Everyone has had their own emotional experience, but for me personally, I can sum it up in a trilogy that I shall call ‘’Three Shades of Corona” (Totally PG by the way.)
Part 1, titled “Surrealism’’ covers feelings of confusion, shock, panic and disbelief.
I vividly remember listening to the President’s first address regarding the lock down. Once he was done, my sons and I looked at each other, and my 23 year old said the most profound words of all time..….”that’ s deep” . Well maybe not profound, but certainly summed it up!
As small business owners, as well as Employees (of which I am both), the processing of shut down, losing income, and in the most drastic cases, losing jobs and businesses, was a very scary time. This taught us that nothing is ever guaranteed. This taught us to take nothing for granted. This taught us….actually, in retrospect this taught us nothing. But at the time, we reasoned that it did!
That, dear people, is what made up Part 1…..confusion, shock, panic, disbelief……..and DEEP!!
These emotions are not revisited once we begin “Part 2, titled “The Honeymoon Period “. It was a toss up between that title, and the strong contender, ‘’Kumbaya’’. In fact ‘’Namaste’’ could also have been considered. But you see where I am going here?

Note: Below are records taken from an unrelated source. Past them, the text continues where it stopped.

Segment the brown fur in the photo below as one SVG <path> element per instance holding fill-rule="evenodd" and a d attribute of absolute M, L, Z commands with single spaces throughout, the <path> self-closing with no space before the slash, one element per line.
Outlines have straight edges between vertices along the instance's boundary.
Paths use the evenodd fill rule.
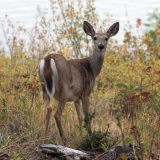
<path fill-rule="evenodd" d="M 55 120 L 59 129 L 62 141 L 65 143 L 64 133 L 61 125 L 61 115 L 66 102 L 74 101 L 75 108 L 78 114 L 80 126 L 82 126 L 82 115 L 80 113 L 80 100 L 84 113 L 89 110 L 89 96 L 93 90 L 96 77 L 99 75 L 103 61 L 107 41 L 109 37 L 117 34 L 119 30 L 119 23 L 113 24 L 107 33 L 95 33 L 93 27 L 88 22 L 84 22 L 84 31 L 94 39 L 93 54 L 83 59 L 66 60 L 63 56 L 58 54 L 50 54 L 44 58 L 43 75 L 47 86 L 42 86 L 43 98 L 46 103 L 46 133 L 49 125 L 51 115 L 50 97 L 47 94 L 48 90 L 52 90 L 53 86 L 53 71 L 51 68 L 51 59 L 54 60 L 57 69 L 58 82 L 55 85 L 54 98 L 58 100 L 58 108 L 55 113 Z M 96 39 L 94 38 L 96 36 Z M 107 37 L 107 38 L 106 38 Z M 107 39 L 107 40 L 106 40 Z M 41 68 L 42 69 L 42 68 Z M 40 75 L 43 82 L 43 76 Z"/>

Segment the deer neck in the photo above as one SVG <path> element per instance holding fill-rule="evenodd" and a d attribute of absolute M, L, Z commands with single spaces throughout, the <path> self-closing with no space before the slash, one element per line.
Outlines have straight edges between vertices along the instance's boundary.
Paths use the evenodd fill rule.
<path fill-rule="evenodd" d="M 105 51 L 94 50 L 93 54 L 89 57 L 91 69 L 95 77 L 97 77 L 102 69 Z"/>

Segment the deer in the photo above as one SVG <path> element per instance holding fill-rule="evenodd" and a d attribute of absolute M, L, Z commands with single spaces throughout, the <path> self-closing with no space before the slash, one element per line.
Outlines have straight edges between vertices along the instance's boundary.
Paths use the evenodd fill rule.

This is where we all had 3 weeks of no control. We had to stay indoors, stay safe and appreciate the fact that many of us, like myself, were forced to breathe for the first time in 15 years.
The Earth could breathe too. We saw unbelievably heartwarming videos on social media of how our planet would look if the destructive human race was not there to destroy it. The planet was starting to heal. In an ironic way, we were also beginning to heal.

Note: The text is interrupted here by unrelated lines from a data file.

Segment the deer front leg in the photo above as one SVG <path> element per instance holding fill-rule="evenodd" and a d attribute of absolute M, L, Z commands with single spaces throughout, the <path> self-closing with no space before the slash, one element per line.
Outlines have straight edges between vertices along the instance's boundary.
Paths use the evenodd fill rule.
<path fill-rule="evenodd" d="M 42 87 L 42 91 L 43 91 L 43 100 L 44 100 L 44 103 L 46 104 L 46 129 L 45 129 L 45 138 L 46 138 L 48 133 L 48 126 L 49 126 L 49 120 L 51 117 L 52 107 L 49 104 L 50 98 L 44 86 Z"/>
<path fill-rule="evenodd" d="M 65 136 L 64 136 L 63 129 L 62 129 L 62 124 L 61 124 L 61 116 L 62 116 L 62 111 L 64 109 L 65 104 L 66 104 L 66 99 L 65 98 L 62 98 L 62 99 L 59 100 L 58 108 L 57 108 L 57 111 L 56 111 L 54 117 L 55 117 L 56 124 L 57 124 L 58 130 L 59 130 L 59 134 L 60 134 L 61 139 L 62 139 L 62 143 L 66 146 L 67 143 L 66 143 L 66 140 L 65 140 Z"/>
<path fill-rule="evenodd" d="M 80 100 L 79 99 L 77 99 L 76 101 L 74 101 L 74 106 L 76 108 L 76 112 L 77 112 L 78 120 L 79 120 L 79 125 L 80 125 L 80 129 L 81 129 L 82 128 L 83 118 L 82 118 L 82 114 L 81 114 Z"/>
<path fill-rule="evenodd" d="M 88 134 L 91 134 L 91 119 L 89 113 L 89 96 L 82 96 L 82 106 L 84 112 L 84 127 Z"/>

Broken relationships aside, we bonded, we cooked, we loved, we laughed and we suddenly realized why this had happened. It was a lesson. Yes, that was it. It all made sense!
Sure, the first trip to the shops literally felt like I was Darryl in an episode of “The Walking Dead”, going for a “run.” (A Netflix Series I chose to binge on during lock down….go figure!)

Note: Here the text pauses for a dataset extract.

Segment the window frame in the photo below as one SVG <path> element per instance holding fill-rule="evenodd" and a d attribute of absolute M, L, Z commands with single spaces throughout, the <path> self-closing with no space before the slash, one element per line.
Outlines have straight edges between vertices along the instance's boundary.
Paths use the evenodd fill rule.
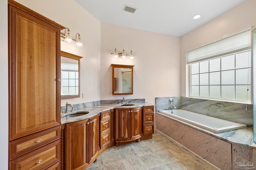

However I did the totally responsible thing, went off all social media, shut myself off from any chance of hearing statistics, or that dreaded propaganda that can drive people to hell and back, and just took each day as it came. Never really done that before, but never really been forced to do that before!
I slept the best I have in 23 years. Both boys at home, safe and sound! Legally enforced to stay home! The lock down had achieved what no self respecting mother of young adult sons could ever have achieved!!
I realized that this is the state of calm that some people live everyday….who knew?? I also realized that if that is how I have not lived for so many years, my slightly cranky, ever so tiny grumpy and anxiety ridden personality all started making sense! Wow! My son was right……”deep’’ indeed!!
Finally, the still untitled third part of the trilogy. This is where many of us currently find ourselves- acceptance, depression and anxiety.
Acceptance has set in. Life is supposed to “carry on” but financially, that’s not possible. My kids are now totally over me using the excuse of lock down to keep them safe at home! In fact that “deep“ child said I am milking this lockdown thing to keep them at home. Hmmmm, probably….but who can blame me?? Anxiety, wow are you back? Damn, thought I had got rid of you. You are a persistent little swine aren’t you?? Then there is the depression, always a little by product of that cursed anxiety. Rat race, here we go. Stress, can’t say I missed you, but hello again.
I consider myself so fortunate. My family and friends are healthy. I still have employment. I still have my business. Yes, it is a Function Venue Hire. Yes, the hospitality industry will take one of the longest to recover. But the parties we have hosted post COVID have been amazing. Somehow, more special than usual. People all have a different sense of appreciation for what was so “normal“.
In all these years, my Venue has never gone longer than 3 weeks without being filled with childrens’ laughter, love and life. The fact that the bookings are only trickling in this season, is so foreign to my business.
However, on entering the Venue for the first time after 6 months, I looked round, and realized….JEEKS too shall live again!!